A drawdown in U.S. inventories and a pullback in production, combined with steady demand and the extension of OPEC's global supply cut agreement, has bolstered the oil-market rally for several weeks, helping push Brent crude through $70 a barrel for the first time since December 2014.
Russia's Lukoil Chief Executive Vagit Alekperov said Russia - part of the global agreement with the Organization of the Petroleum Exporting Countries to reduce supply - should start to exit the pact if crude prices remain at $70 a barrel for more than six months.
Brent crude futures traded 13 cents lower at $69.13 a barrel by 11:27 a.m. EST (1627 GMT). U.S. West Texas Intermediate (WTI) crude futures fell 14 cents to $63.66. WTI hit its strongest since late 2014 at $64.77 on Thursday.
For the week, Brent was set for a 2.3 percent gain while WTI was on track for a 3.5 percent rise.
"If you look at any kind of momentum indicator this is telling you this is way overbought," said Robert Yawger, director of energy futures at Mizuho in New York. "However, there are definitely issues supporting the market."
Major oil producing-countries have grown concerned that as prices remain near these levels, it will spur additional production from U.S. shale patches in Texas and North Dakota, risking overwhelming the market with additional supply, and hurting OPEC's market share.
Fatih Birol, head of the Paris-based International Energy Agency, said oil prices at $65 to $70 risked encouraging more oversupply from U.S. shale drillers.
The U.S. oil rig count, an early indicator of future output, rose more than 40 percent last year, according to Baker Hughes data.

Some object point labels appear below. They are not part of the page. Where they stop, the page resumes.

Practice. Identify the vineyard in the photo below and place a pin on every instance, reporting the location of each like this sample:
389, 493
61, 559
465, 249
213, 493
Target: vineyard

Drillers, however, cut five rigs last week despite higher prices. Baker Hughes data for this week is due at 1 p.m. EST.
U.S. crude production fell in the most recent week by nearly 300,000 barrels per day to about 9.5 million bpd, which analysts attributed to the deep freeze across most of the country.

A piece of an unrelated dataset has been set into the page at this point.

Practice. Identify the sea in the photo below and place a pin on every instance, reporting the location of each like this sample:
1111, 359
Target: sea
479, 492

The U.S. Energy Department expects production will blow through 10 million bpd in the next few months, en route to 11 million bpd by next year, rivaling Russia and Saudi Arabia.

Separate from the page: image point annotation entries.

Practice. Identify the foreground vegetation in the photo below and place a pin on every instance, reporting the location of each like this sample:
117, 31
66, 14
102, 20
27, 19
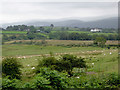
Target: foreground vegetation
45, 75
31, 61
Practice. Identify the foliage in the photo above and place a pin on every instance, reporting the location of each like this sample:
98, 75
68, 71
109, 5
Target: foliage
11, 67
56, 79
8, 84
100, 41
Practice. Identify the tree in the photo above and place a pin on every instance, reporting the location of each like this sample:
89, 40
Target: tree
100, 41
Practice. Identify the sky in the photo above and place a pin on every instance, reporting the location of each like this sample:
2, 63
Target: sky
26, 10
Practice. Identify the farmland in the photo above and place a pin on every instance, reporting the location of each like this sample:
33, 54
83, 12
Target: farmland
100, 61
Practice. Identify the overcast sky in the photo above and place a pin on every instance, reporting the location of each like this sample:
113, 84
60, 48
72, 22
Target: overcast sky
19, 10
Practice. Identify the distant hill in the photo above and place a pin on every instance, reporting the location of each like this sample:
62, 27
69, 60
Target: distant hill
104, 23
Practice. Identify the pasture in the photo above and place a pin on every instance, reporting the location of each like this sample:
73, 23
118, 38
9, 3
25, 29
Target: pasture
99, 60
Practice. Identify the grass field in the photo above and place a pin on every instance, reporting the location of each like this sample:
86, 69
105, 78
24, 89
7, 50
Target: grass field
65, 42
105, 60
14, 32
90, 33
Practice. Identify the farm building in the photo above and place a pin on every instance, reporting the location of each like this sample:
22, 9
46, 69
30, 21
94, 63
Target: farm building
96, 30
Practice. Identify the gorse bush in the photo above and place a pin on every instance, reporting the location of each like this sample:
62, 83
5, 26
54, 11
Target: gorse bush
8, 84
11, 67
54, 78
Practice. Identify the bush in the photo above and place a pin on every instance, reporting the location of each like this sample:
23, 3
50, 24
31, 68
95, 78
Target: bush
53, 78
8, 84
11, 68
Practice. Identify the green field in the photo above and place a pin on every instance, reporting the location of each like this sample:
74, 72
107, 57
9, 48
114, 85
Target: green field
88, 32
105, 60
14, 32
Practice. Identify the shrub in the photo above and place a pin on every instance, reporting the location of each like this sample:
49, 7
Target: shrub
10, 67
40, 82
56, 79
8, 84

Gulf OPEC producers plan to keep their oil output in the current quarter below the year-earlier level despite strong demand growth and a drop in global inventories, a senior OPEC source familiar with Gulf oil thinking said.
The OPEC/Russia agreement to cut 1.8 million bpd is due to last until the end of 2018. Oil prices have found support from eight consecutive weeks of U.S. crude inventory drops.
U.S. commercial crude stocks <C-STK-T-EIA> fell to 419.5 million barrels in the week to Jan. 5, right near the five-year average, the target for OPEC and others cutting output.
Futures contracts show an expectation for prices to pull back by year end, with the December U.S. crude futures contract currently trading just above $60 a barrel.
Later-dated futures trading lower than the spot price is known as backwardation, and is expected to inhibit production because it implies a lower price for future barrels sold.